British Labour should have known back in 2006 that they’d never win an election under Gordon Brown.
It was then that the greying Jock geek, having hired consultants to colour up his image, took to mauve ties and talk of music. He volunteered to New Woman that the music of the Arctic Monkeys “really wakes you up in the mornings.”
If Blair had been prompted to produce that piece of bullshit, he’d then have genned up on the Sheffield lads’ oeuvre. But when, a week after the New Woman interview, Brown was pressed to tell more, he couldn’t name a single Arctic Monkeys’ song. What he’d meant, he bumblingly tried to explain, was that an Arctic Monkeys’ song on the radio in the morning would wake you up. And indeed, so it would. If the radio was on. And depending on the volume.
Labour should have given Brown the bum’s rush right there and then. But they didn’t, and are now reaping the result of being led by a man widely regarded as nerdier than his Tory opponent. Historic stuff.
Of course, David Cameron, too, is among nature’s nerds. These things are relative.
I gather that Cameron has claimed The Jam’s ‘Eton Rifles’ is his favourite song. Always felt an affinity with the track, he says, because at the time of its release in 1979, he was a 12-year-old Eton boarder and a member of the junior cadet corps – an actual Eton Rifle!
“It meant a lot, some of those early Jam albums we listened to. I don’t see why the left should be the only ones allowed to listen to protest songs.”

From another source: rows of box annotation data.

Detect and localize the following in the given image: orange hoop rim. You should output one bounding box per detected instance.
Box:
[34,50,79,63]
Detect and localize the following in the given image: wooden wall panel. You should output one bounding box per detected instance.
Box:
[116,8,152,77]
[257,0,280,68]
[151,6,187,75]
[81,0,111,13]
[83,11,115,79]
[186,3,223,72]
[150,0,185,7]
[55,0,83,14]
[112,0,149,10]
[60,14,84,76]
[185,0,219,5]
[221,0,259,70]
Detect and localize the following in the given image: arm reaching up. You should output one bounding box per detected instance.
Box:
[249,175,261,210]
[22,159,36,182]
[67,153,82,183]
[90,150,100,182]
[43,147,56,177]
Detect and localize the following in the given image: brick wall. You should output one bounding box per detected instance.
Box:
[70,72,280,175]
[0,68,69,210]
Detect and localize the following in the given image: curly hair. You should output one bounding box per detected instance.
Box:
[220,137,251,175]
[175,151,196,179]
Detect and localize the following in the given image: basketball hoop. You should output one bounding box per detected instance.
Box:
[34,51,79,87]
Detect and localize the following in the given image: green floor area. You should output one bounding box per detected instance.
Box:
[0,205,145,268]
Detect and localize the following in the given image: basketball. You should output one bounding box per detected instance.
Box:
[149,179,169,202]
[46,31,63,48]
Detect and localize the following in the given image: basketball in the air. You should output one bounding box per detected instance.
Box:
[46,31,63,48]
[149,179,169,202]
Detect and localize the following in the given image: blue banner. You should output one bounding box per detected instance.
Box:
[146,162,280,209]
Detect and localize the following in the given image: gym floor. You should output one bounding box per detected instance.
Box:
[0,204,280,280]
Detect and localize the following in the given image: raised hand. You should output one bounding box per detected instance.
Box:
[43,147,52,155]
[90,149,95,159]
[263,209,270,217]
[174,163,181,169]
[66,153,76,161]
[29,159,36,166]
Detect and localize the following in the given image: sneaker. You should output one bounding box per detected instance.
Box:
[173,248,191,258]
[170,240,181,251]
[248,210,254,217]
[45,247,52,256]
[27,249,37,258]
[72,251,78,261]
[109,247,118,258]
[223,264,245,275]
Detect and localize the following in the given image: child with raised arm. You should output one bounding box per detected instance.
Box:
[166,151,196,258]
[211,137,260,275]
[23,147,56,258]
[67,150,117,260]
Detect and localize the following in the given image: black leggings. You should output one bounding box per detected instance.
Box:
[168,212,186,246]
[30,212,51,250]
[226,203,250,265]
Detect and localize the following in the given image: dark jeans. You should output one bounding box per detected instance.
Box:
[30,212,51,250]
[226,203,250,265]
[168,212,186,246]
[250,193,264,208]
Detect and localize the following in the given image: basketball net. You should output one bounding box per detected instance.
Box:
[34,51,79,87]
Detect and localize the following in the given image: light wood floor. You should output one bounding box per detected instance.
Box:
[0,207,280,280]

Except, of course, that what they were protesting against was pricks like himself.
“It wasn’t intended as a fucking jolly drinking song for the cadet corps,” Weller said in the New Statesman. He’d written it after seeing footage of Right to Work marchers being jeered by public-school prats as they passed through Eton. It gave The Jam their first hit. Now he’s singing it again, to make plain that a Tory anthem it ain’t.
Pete Doherty has the right take on these chancers: “I can’t tell between death and glory/New Labour and Tory.”
And neither can the British electorate. New Labour has run its race. The Tories are non-starters. Something wicked or wonderful is this way coming soon.